Elementary school sports had a partial return from the COVID-19 pandemic this past year and Haeni is hopeful things will return to normal this school year. He has offered to assist new convenor Sean Medeiros.
“I will gladly come out, stand in the background and help out where needed. It is now his show.”
Haeni has also had a long career as a volleyball coach at the travel, elementary and secondary school level. He coached for 15 years with the Niagara Rapids, coached at the high school level at Governor Simcoe, A.N. Myer and Centennial and ran a powerhouse girls program at Power Glen.
“I’ve got to say that we had a very successful program. They won the DSBN five years in a row.”

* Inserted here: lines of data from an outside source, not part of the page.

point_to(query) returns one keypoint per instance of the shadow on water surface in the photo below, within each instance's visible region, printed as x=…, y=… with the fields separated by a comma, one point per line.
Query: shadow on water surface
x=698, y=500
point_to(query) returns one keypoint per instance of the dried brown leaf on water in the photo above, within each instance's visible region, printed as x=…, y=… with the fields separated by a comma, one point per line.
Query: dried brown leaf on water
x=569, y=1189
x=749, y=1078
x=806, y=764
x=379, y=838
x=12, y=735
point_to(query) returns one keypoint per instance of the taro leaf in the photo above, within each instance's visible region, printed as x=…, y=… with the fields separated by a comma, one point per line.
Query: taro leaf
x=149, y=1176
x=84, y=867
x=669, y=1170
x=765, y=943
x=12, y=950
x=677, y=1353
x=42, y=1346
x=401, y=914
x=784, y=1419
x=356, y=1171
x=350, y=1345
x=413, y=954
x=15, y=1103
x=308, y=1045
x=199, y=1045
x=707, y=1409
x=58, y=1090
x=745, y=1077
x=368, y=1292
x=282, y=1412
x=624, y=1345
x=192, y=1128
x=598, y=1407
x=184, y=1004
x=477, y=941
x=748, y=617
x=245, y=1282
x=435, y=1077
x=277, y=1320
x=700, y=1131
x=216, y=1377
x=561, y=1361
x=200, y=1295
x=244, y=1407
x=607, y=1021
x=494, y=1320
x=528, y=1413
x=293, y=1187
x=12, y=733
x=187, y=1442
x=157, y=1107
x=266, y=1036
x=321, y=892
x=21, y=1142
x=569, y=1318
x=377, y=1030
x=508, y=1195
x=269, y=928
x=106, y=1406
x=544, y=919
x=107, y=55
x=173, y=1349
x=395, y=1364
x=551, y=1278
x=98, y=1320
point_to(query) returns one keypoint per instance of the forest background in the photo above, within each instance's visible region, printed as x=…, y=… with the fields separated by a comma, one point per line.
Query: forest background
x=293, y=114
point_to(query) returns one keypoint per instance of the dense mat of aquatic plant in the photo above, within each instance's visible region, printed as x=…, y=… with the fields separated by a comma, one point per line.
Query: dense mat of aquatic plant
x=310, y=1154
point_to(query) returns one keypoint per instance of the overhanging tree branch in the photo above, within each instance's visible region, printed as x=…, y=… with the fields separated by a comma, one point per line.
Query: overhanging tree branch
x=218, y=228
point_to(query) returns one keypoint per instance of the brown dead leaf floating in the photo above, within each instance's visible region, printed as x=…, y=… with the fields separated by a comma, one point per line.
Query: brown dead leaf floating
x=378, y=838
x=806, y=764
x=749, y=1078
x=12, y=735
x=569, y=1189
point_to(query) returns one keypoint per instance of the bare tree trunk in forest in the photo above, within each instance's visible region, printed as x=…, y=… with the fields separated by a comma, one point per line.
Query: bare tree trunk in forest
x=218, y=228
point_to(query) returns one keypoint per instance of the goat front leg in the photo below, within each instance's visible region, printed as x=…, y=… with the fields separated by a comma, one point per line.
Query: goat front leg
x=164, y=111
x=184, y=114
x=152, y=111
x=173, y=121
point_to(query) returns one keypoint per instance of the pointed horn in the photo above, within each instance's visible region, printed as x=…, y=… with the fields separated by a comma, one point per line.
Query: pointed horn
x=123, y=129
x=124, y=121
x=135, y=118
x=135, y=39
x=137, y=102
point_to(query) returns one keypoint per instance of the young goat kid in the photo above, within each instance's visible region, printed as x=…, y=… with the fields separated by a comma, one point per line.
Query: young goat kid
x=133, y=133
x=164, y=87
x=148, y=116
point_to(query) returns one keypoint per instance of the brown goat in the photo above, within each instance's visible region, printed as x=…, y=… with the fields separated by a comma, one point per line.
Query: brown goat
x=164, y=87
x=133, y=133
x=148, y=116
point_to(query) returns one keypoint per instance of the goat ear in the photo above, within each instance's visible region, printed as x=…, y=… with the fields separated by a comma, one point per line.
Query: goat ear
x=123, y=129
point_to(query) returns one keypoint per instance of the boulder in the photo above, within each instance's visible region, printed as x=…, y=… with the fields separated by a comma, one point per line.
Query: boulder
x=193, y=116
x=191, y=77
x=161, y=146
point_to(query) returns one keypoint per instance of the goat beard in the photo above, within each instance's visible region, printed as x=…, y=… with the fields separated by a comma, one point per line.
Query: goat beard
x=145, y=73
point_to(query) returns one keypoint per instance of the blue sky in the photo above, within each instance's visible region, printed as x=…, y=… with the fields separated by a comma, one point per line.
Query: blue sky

Two volleyball tournaments have been named in Haeni’s honour. There is the John Haeni Classic for girls and the John Haeni Niagara Cup for volleyball.
He also refereed volleyball.
Haeni and his wife, Teri, are looking forward to their retirement.
“It depends if we kill each other,” Teri said, with a laugh.
The couple has four grandchildren and they are looking forward to spending more time with them.
Haeni, a Fonthill resident, plans to get involved with the Friends of the Steve Bauer trail, volunteer at library and help coach high school volleyball.
This summer, there will be plenty of time spent at the family cottage at Barry’s Bay.